What's Wrong with print()
For quick scripts, print() is fine. But in production:
- No timestamps—when did this happen?
- No severity levels—is this info or an emergency?
- No filtering—can't show only errors
- No file output—everything vanishes when the terminal closes
Good logs answer: when, where, what, and how bad.
Logging Basics
Python's logging module is built-in. Here's the minimum you need:
import logging
logging.basicConfig(level=logging.INFO)
logging.debug("Detailed stuff, usually hidden")
logging.info("Normal operation, good to know")
logging.warning("Something unexpected, but not broken")
logging.error("Something broke")
logging.critical("Everything is on fire")
With level=logging.INFO, debug messages are hidden. Bump it to DEBUG when troubleshooting, set to WARNING in production to reduce noise.
The killer feature: you can leave debug logs in your code forever. They're silent until you need them.
Adding Timestamps and Context
basicConfig works for scripts. For real apps, set up proper formatting:
import logging
logging.basicConfig(
level=logging.INFO,
format='%(asctime)s - %(name)s - %(levelname)s - %(message)s'
)
logging.info("Server started")
Output:
2025-03-22 10:30:00,123 - root - INFO - Server started
Now you know exactly when it happened.
Logging to Files
Console output disappears when the process dies. Write to files too:
import logging
logger = logging.getLogger("myapp")
logger.setLevel(logging.DEBUG)
# Console handler - only warnings and above
console = logging.StreamHandler()
console.setLevel(logging.WARNING)
# File handler - everything
file_handler = logging.FileHandler('app.log')

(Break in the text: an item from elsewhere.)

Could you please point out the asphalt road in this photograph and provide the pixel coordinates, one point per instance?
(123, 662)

file_handler.setLevel(logging.DEBUG)
# Format
formatter = logging.Formatter('%(asctime)s - %(levelname)s - %(message)s')
console.setFormatter(formatter)
file_handler.setFormatter(formatter)
logger.addHandler(console)
logger.addHandler(file_handler)
Now your console stays clean (just warnings and errors) while the file captures everything for later analysis.
Rotating Logs
Log files grow forever. I've seen servers crash because a log file consumed all disk space.
from logging.handlers import RotatingFileHandler
handler = RotatingFileHandler(
'app.log',
maxBytes=5*1024*1024, # 5MB
backupCount=3 # Keep 3 old files
)
logger.addHandler(handler)
When app.log hits 5MB, it becomes app.log.1, and a fresh app.log starts. Old files get rotated out. Total disk usage stays bounded.
Structured Logging (JSON)
Text logs are great for humans reading a terminal. They're terrible for searching across thousands of servers.

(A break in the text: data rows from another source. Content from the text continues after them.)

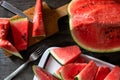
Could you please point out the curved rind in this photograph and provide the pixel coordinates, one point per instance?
(80, 43)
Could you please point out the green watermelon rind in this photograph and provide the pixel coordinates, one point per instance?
(56, 58)
(80, 43)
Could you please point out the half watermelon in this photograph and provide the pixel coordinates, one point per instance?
(66, 54)
(95, 24)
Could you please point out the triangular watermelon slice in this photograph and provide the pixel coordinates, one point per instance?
(20, 33)
(102, 72)
(88, 72)
(5, 45)
(114, 74)
(38, 25)
(66, 54)
(42, 74)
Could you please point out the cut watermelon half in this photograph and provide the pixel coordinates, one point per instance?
(102, 72)
(42, 74)
(88, 72)
(4, 26)
(20, 33)
(95, 24)
(114, 74)
(66, 54)
(38, 24)
(69, 71)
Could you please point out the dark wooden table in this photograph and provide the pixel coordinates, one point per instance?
(8, 65)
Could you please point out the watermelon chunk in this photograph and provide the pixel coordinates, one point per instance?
(114, 74)
(66, 54)
(9, 48)
(4, 26)
(102, 72)
(38, 25)
(42, 74)
(95, 24)
(69, 71)
(20, 33)
(88, 73)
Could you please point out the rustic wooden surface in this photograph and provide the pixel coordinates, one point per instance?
(8, 65)
(62, 38)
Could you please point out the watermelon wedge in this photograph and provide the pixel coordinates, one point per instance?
(42, 74)
(69, 71)
(114, 74)
(38, 25)
(66, 54)
(20, 33)
(6, 46)
(95, 24)
(102, 72)
(88, 72)
(4, 26)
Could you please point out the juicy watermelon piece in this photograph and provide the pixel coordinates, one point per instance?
(66, 54)
(88, 72)
(69, 71)
(95, 24)
(8, 47)
(20, 33)
(114, 74)
(38, 24)
(42, 74)
(4, 26)
(102, 72)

Modern log aggregation tools (ELK, Datadog, CloudWatch) work better with JSON:
import json
import logging
class JsonFormatter(logging.Formatter):
def format(self, record):
log_data = {
"timestamp": self.formatTime(record),
"level": record.levelname,
"message": record.getMessage(),
"module": record.module,
}
if record.exc_info:
log_data["exception"] = self.formatException(record.exc_info)

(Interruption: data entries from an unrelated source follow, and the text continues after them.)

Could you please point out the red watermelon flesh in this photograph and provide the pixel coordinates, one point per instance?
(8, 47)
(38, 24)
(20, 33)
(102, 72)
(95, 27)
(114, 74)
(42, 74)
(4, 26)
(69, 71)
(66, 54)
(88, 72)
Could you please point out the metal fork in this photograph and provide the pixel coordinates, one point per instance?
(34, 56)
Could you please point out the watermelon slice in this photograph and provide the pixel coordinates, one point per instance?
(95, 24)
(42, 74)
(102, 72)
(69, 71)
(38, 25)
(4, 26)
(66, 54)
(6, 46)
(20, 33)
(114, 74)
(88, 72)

return json.dumps(log_data)
handler = logging.StreamHandler()
handler.setFormatter(JsonFormatter())
logger.addHandler(handler)
logger.info("User logged in", extra={"user_id": 123})
Output:
{"timestamp": "2025-03-22 10:30:00", "level": "INFO", "message": "User logged in", "module": "auth"}
Now you can query: "show me all ERROR logs from the auth module in the last hour."
Logging Exceptions
When catching exceptions, use logger.exception()—it automatically includes the stack trace:
try:
risky_operation()
except Exception:
# ❌ Loses the stack trace
logger.error("Operation failed")
# ✅ Includes full traceback
logger.exception("Operation failed")
Quick Tips
- Use __name__:
logger = logging.getLogger(__name__)automatically tags logs with the module name - Don't log secrets: Never log passwords, API keys, or personal data
- Be specific: "Failed to connect to database" is better than "Error"
- Include IDs: "User 12345 failed to login" helps trace issues
Switching from print() to logging feels like extra work. Until the first time you're debugging a production issue at 2am and your logs actually tell you what happened. Then it feels like a superpower.